Gazprom i Uzbeknieftiegaz podpisały kontrakt na dostawy gazu z Uzbekistanu do Rosji pod koniec 2015 r., ale jego szczegóły Gazprom podał dopiero teraz, w prospekcie do nowej emisji swoich euroobligacji. Rosjanie kupią w tym roku z Uzbekistanu 4 mld m sześc. gazu, czyli mniej więcej tyle, ile rocznie sprzedają np. Austrii. Koncern nie podał, po ile kupi gaz, ale będzie to kwota dużo niższa od tej, za którą sprzedaje na rynku unijnym.
Właśnie cena gazu stała się przyczyną konfliktu Gazpromu z turkmeńskim operatorem krajowym Turkmengaz.
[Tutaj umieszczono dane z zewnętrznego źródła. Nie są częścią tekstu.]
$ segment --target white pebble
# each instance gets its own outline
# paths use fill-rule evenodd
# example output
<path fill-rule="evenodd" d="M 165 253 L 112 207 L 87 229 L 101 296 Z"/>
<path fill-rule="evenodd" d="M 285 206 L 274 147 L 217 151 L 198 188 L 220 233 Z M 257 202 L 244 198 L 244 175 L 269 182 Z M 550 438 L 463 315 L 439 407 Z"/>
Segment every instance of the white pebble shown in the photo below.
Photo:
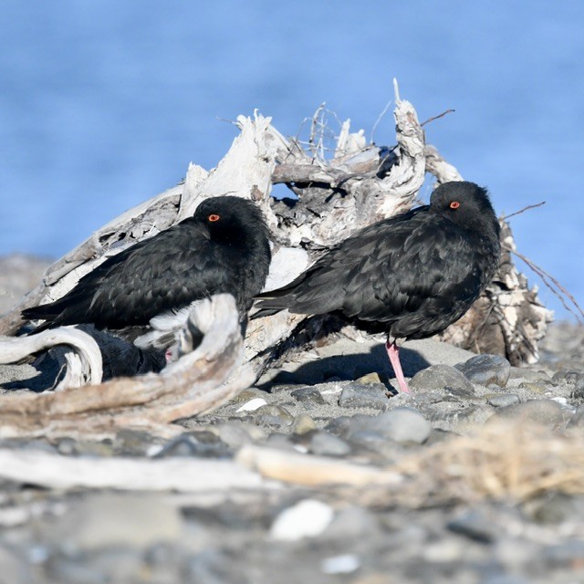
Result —
<path fill-rule="evenodd" d="M 249 402 L 245 402 L 237 412 L 254 412 L 266 403 L 267 402 L 264 398 L 254 398 Z"/>
<path fill-rule="evenodd" d="M 320 569 L 325 574 L 350 574 L 360 565 L 359 558 L 354 554 L 343 554 L 323 559 Z"/>
<path fill-rule="evenodd" d="M 330 506 L 314 499 L 304 499 L 276 517 L 270 529 L 270 537 L 279 541 L 315 537 L 328 527 L 333 516 L 334 511 Z"/>

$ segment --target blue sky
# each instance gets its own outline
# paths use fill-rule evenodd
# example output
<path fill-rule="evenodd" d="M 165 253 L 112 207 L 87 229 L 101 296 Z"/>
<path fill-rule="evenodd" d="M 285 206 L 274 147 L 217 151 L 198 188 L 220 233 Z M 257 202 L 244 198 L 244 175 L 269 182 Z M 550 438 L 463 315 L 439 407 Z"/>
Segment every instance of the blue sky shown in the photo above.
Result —
<path fill-rule="evenodd" d="M 517 245 L 584 298 L 584 3 L 8 0 L 3 13 L 0 254 L 61 256 L 189 162 L 214 166 L 235 135 L 224 120 L 256 108 L 296 134 L 326 101 L 370 136 L 395 77 L 422 120 L 455 110 L 428 141 L 498 212 L 547 201 L 512 220 Z M 391 113 L 375 141 L 393 143 Z"/>

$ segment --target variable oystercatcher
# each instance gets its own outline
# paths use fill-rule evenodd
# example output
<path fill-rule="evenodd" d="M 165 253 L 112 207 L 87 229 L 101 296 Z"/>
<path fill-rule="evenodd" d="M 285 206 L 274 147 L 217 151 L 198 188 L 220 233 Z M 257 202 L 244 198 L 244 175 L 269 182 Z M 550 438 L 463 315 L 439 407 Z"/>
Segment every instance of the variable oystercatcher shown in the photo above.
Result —
<path fill-rule="evenodd" d="M 384 332 L 400 391 L 398 341 L 425 339 L 460 318 L 499 265 L 499 223 L 485 189 L 446 182 L 430 204 L 365 227 L 290 284 L 259 295 L 253 318 L 287 308 L 334 314 Z"/>
<path fill-rule="evenodd" d="M 22 314 L 45 320 L 35 332 L 81 323 L 116 330 L 172 318 L 193 301 L 228 292 L 245 323 L 267 276 L 269 236 L 254 203 L 212 197 L 193 217 L 108 258 L 63 297 Z"/>

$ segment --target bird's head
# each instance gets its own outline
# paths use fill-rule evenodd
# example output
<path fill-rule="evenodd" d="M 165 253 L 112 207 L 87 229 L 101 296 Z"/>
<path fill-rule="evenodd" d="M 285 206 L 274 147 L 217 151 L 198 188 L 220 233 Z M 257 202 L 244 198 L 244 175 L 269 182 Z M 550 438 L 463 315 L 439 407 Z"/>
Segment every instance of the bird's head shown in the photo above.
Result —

Według kontraktu z 2010 r. Rosjanie płacili ok. 240 dol./1000 m sześc., czyli o ponad połowę taniej, niż sprzedawali w tamtych latach np. Polsce i Litwie.
Wielkość obowiązkowa do odebrania, zgodnie z warunkiem „bierz lub płać" (ten sam warunek Gazprom stosuje w kontraktach z krajami Unii), to 10 mld m sześc. rocznie.
Po spadku cen ropy, a co za tym idzie – cen rosyjskiego gazu, Gazprom przestał być zadowolony z tego, po ile kupuje turkmeńskie paliwo. W styczniu 2015 r. jednostronnie zdecydował, że będzie płacił mniej, czyli tyle, ile mu w danym momencie pasuje. W lipcu 2015 r. turkmeński resort ropy i gazu podał, że w wyniku obniżenia przez Gazprom ceny gazu z Turkmenistanu Aszchabad stracił już ok. 400 mln dol. – i zerwał kontrakt. Rosjanie zareagowali pozwem do arbitrażu w Sztokholmie.
Turkmeni mają czwarte co do wielkości zasoby gazu na świecie. Do Chin już eksportują ok. 65 mld m sześc., czyli blisko dwa razy tyle, ile od 2019 r. będzie do Chin przesyłał Gazprom.